Archive for October, 2008
Battle is a strange and slightly amusing name for a town. It’s even more amusing, for us at least, when it’s placed next to the word ‘Station’.
However, I was less amused, when upon arriving at the town at 4.00pm, ready to take in some of it’s 1066 history, on a rare sunny day in October, we found that the Abbey and Battlefield had just closed.
Okay, it’s our fault for not noting the closing times. But it’s just that we were there, and wanting to see the battlefield, and with so many other places that we still want to visit in the UK, who knows when or if we’ll go back.
We hired a car yesterday and Matt drove us down to Dover. We’ve been through Dover several times, leaving on the ferry to France, arriving back in the UK. From a distance, we’d seen the white cliffs and the castle on the hill.
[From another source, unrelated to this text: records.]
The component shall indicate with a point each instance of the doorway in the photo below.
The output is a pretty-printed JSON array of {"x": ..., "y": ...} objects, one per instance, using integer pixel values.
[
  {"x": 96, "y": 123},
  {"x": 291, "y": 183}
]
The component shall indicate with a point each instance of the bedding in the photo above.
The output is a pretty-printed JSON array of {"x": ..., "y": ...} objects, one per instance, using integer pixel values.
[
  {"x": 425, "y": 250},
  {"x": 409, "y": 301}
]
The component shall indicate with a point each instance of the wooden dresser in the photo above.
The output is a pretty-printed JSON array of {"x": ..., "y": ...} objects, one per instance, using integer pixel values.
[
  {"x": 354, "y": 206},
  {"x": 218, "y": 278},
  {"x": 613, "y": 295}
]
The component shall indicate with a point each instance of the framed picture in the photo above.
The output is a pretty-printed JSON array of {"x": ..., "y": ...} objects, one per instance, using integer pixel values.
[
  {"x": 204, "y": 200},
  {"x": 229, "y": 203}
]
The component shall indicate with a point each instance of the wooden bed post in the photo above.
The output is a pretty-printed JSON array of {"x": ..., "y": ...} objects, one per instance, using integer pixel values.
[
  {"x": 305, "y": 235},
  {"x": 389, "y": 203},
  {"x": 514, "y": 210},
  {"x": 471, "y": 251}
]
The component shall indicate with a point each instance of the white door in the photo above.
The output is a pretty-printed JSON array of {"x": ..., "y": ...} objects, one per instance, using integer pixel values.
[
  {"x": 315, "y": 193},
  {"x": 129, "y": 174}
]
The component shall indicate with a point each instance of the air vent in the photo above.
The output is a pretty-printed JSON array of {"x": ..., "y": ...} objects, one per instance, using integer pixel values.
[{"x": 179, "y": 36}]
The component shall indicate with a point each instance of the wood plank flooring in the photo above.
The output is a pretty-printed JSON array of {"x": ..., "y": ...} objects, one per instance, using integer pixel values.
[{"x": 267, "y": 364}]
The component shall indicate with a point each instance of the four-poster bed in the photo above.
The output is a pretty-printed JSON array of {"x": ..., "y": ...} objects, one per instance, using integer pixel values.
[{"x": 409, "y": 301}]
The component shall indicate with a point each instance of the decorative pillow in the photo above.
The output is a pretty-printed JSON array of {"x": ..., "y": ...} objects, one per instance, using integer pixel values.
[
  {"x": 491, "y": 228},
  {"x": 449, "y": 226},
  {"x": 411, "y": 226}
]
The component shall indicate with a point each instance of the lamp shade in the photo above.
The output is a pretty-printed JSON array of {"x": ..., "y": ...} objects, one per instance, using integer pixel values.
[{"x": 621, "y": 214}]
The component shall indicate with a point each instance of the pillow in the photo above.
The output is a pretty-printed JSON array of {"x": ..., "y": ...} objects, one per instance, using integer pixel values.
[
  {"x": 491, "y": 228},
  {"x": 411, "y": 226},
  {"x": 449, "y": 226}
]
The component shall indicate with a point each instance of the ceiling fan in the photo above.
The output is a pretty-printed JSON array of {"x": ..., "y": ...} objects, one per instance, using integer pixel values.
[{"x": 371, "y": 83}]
That was our first stop yesterday: Dover Castle. And with English Heritage Membership, we managed to avoid the £10.30 entry fee. The Dover Castle complex is vast. It’s the site of a Roman lighthouse, a 1216 seige, a visit by Henry VIII, and – more recently, home to a set of underground tunnels, where they coordinated the evacuation of Allied troops from Dunkirk in World War II.
We could’ve spent a whole day, maybe more, at Dover Castle. Since we only had a fraction of that time, we decided to focus on it’s wartime history. There’s three layers of tunnels under the complex. We joined a guided tour of the first two – one operating as a hospital; the other as a strategic headquarters for the military. Apparently the one below was to be used in the 1960s in the event of a nuclear attack. That level remains closed to the public, remains more of a secret.
England does it’s history well, I think. It comes with audio guides and placards giving the important facts. Or videos with old footage. Or tours with the sights, sounds and smells of a World War II hospital. A chance to stand inside a lookout and scan the horizon with binoculars, as others used to do, when the sight of an unknown ship had far more serious consequences.
Being here has given me a whole new appreciation of what the past is.